Leyland told the media (quoted at Beck's blog):
"I know he hit .304 in the big leagues last year, and he hasn't done anything to show me he can't play. "He's played his tail off this spring. He gets base hits and fights his tail off at the plate. He's a little energy piece for us."
Right decision, wrong reasoning? I suppose it's better citing that stat than some spring training numbers. As you'll recall, last year Rhymes became the first Tigers rookie since 1939 to bat at least .300 in 200+ plate appearances. (Rhymes had a .304 average and .354 on-base percentage for the season).
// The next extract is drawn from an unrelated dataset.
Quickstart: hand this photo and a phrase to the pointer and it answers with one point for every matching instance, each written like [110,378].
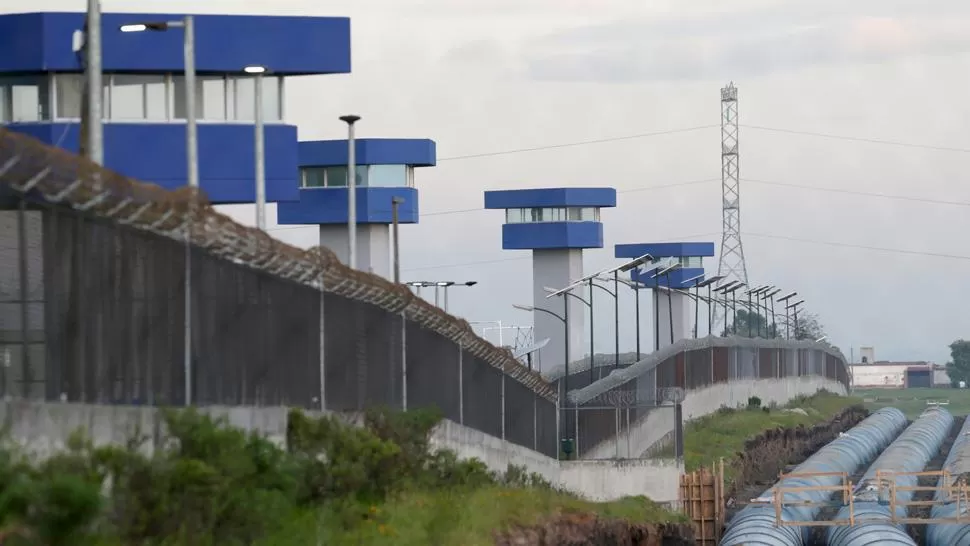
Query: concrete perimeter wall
[43,429]
[658,424]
All along, I wrote that Rhymes had an excellent shot to begin at second base because he is a left-handed batter who can bunt the ball as well as put the ball into play. He's not Rickey Henderson, but he does fine on the basepaths, too. In the minors, Rhymes had just two seasons during which his on-base percentage dipped beneath .350. His strikeout rate was in the teens, and his walk rate was typically in the 7-9% range. Why do all those things matter? Because Detroit did not have a prototypical second-slot batter for the lineup, and they have right-handers penned in at the first, third and fourth spots in the lineup.
Giving Rhymes the opportunity to hold down second base until Carlos Guillen attempts to come back makes sense to me.